# International 354?



## cochran (Jul 14, 2004)

Hi, new to forum and the world of International tractors. Had a Ford for 24 years and wondering if I should have stayed with Ford. Having a devil of a time finding out what model my tractor actually is (British made with a loooooong model # on tag) even though I now believe it to be a 345. Does anyone know someone who can decode that number on my tractor? I've looked everywhere on the net and the only fella that has these codes is a guy named Milton Fox in Indiana but I have no way of reaching him and believe me, I have tried.

Assuming it is a 354, anyone know where I can get bearings etc. for the gear box? Same box was in the 354, 364, 374. 444, 2300A 2350A so someone should have them. My IH dealer is not much help. They want to sell me a new tractor. They can get some of the parts but the cost is simply outrageous. One bearing without the cup $65. It is a simple little open cage bearing with 1/4 balls. $65!!!!!!

Anyway, this tractor is new to me and learning as I go so any help and support would be greatly appreciated. 

Thanks,

John


----------



## cyrush (Apr 20, 2010)

Post the serial no here and we may be able to help!!

I sell copies of the genuine IH service manuals, if interested, drop me. pM with your e mail address for further details!!


----------



## cochran (Jul 14, 2004)

The model #A490002B000519


----------



## cyrush (Apr 20, 2010)

Regretably, cant confirm it is specifically a 354 but the build code is a Bradford tractor so 354 or 444, identical tractors apart from engine HP !!

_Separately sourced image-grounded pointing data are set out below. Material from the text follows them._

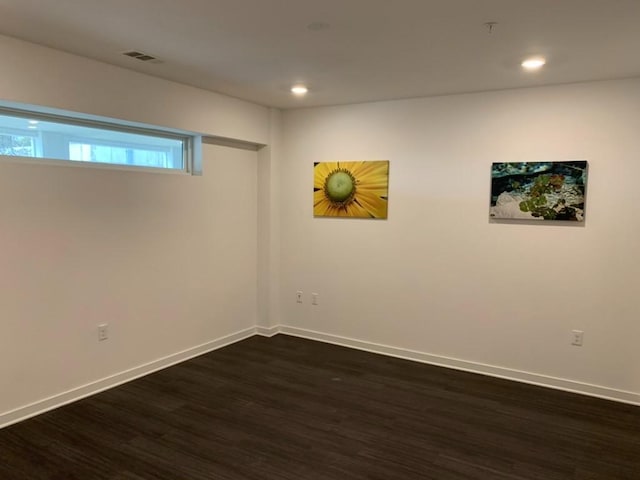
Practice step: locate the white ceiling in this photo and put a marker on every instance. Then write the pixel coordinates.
(370, 50)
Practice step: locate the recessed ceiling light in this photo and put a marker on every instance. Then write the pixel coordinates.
(299, 90)
(317, 26)
(533, 63)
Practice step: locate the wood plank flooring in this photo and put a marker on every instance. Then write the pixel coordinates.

It is an early serial no, all serial no runs start at 501 !!!


----------



## Potluck Farms (Sep 13, 2021)

Hi, we are in the exact same circumstance now here in 2021. We have the model number (very similar number to the posting listed on here) and info but not the serial number for the IH 354 we purchased. Can you please include the information on where to obtain the replacement bearings and assorted pieces without having to purchase a whole new gear box? We have been chasing down many avenues and have had no luck. Thank you so much!


----------



## pogobill (Jan 31, 2012)

Schematic, Manuals, Specifications and Diagrams for Chassis, transmission gears and shafts | Case IH | MyCNHi US Store


Find schematics, manuals, specifications and diagrams for CHASSIS, TRANSMISSION GEARS AND SHAFTS. Find genuine OEM parts for your needs.




www.mycnhistore.com




This may give you some insight into parts, or perhaps numbers to cross reference.


----------



## FredM (Nov 18, 2015)

Most bearings and seals are made and supplied by outside manufacturers and should have their brand name and part number on them, you take these to a bearing and seal shop and if there are no numbers, then the counter person will measure the dimensions of bearing or seal and let you know if they can supply.

Sometimes bearings and seals may be specially made and then you have to go genuine, and that is "ouch".


----------